These ideological decisions don't sound very pragmatic. There's a lot of open-source prior art in this space (OpenGrok, Kythe, SourceGraph) which provide support for most large languages and have annotation output formats that are broadly similar to this JSON file, and you could still support users having indexers for small languages running as part of CI.
> There does not exist any widely available standalone C parsing library to provide C programs with access to an AST. There’s LLVM, but I have a deeply held belief that programming language compiler and introspection tooling should be implemented in the language itself. So, I set about to write a C parser from scratch.
Even if you prefer to write your C indexer in C, you could use LLVM's C [1] or Python [2] APIs. Plus, you can handle C++ without having to implement your own C++ parser from scratch, which is a much larger undertaking than C99 plus a few GNU extensions.
One problem with OpenGrok et al is scale. I already have a service which is designed to run arbitrary user tasks in an environment configured for their project's needs, so I wanted something that could take advantage of that.
As for parsing C++, since LLVM is written in C++ using it to write a C++ annotator would be a natural fit :) But C and C++ are different langauges and I don't wish to require LLVM to deal with it. LLVM is one of the largest open source projects on the net, and it requires a lot more complexity and compile time to utilize under these circumstances. On the other hand, I came up with a solution which is <1,300 lines of code and won't grow much more as it expands to support a broader set of C extensions.
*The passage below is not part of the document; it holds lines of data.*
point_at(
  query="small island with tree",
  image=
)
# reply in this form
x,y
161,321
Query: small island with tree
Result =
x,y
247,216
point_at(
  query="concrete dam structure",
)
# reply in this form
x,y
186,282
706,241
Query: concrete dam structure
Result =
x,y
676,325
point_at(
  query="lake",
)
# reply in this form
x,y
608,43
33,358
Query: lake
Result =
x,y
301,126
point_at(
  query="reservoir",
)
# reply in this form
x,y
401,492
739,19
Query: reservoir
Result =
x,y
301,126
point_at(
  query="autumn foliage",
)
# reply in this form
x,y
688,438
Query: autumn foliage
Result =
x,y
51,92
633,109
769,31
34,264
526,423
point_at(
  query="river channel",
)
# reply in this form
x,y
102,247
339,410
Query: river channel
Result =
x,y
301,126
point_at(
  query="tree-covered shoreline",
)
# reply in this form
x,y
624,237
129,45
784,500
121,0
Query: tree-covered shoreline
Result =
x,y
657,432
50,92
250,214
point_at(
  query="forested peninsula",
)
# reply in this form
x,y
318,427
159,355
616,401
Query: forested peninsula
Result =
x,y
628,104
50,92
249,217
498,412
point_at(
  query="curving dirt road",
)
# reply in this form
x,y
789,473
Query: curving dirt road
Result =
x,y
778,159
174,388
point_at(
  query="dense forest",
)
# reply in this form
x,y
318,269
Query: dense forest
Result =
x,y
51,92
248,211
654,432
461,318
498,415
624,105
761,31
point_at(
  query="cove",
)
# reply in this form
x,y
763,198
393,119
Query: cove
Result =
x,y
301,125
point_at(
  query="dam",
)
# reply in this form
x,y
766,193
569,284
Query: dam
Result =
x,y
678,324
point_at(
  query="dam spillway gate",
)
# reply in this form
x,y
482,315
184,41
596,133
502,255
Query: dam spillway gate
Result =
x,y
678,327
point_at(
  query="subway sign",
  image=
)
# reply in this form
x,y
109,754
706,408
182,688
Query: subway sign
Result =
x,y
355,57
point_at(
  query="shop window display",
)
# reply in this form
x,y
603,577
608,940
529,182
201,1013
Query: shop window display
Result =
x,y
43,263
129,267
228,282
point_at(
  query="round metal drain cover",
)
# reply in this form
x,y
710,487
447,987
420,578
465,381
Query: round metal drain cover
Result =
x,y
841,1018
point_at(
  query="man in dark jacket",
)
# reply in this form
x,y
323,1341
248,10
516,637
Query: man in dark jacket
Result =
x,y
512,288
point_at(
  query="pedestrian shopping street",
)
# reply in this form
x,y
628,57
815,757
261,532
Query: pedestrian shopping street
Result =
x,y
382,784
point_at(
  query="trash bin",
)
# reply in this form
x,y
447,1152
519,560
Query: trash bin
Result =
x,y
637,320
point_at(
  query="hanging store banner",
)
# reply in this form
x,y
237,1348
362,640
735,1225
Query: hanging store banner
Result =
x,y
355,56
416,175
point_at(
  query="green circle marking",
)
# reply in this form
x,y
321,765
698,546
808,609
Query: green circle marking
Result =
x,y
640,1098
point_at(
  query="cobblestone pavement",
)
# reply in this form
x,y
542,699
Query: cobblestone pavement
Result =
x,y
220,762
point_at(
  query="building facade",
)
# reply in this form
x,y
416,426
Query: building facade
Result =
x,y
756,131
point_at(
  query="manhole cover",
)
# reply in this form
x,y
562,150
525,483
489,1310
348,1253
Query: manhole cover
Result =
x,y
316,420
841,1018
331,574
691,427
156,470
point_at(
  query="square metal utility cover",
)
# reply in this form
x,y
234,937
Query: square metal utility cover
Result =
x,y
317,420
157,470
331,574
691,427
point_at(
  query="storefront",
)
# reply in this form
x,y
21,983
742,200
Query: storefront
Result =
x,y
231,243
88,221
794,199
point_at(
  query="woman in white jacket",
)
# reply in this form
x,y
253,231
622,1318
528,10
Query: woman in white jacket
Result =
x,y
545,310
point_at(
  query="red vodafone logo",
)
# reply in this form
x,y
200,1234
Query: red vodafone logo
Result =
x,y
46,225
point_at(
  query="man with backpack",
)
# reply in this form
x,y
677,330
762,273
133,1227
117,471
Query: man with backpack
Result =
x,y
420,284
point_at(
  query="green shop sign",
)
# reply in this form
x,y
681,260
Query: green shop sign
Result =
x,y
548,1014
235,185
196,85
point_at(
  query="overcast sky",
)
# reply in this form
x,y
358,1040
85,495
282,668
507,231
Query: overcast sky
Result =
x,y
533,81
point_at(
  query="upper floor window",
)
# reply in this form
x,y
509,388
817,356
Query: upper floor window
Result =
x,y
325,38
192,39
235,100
There does exist prior art, but I deliberately chose to go with the lowest common denomoniator to provide support for a lot of use-cases we can't predict in an environment which gives users more control over its behavior. I think over time it will be pretty easy to plug the prior art into this system, but harder to plug their systems into novel use-cases. The existing solutions are not always the best, but I did put in a lot of research time to validate that assumption.
Github also recently open-sourced their Haskell-based Semantic, which annotates and cross-references a whole bunch of languages (all the languages any of our clients use), and is built on tree-sitter, so there's, like, several levels of prior art available here.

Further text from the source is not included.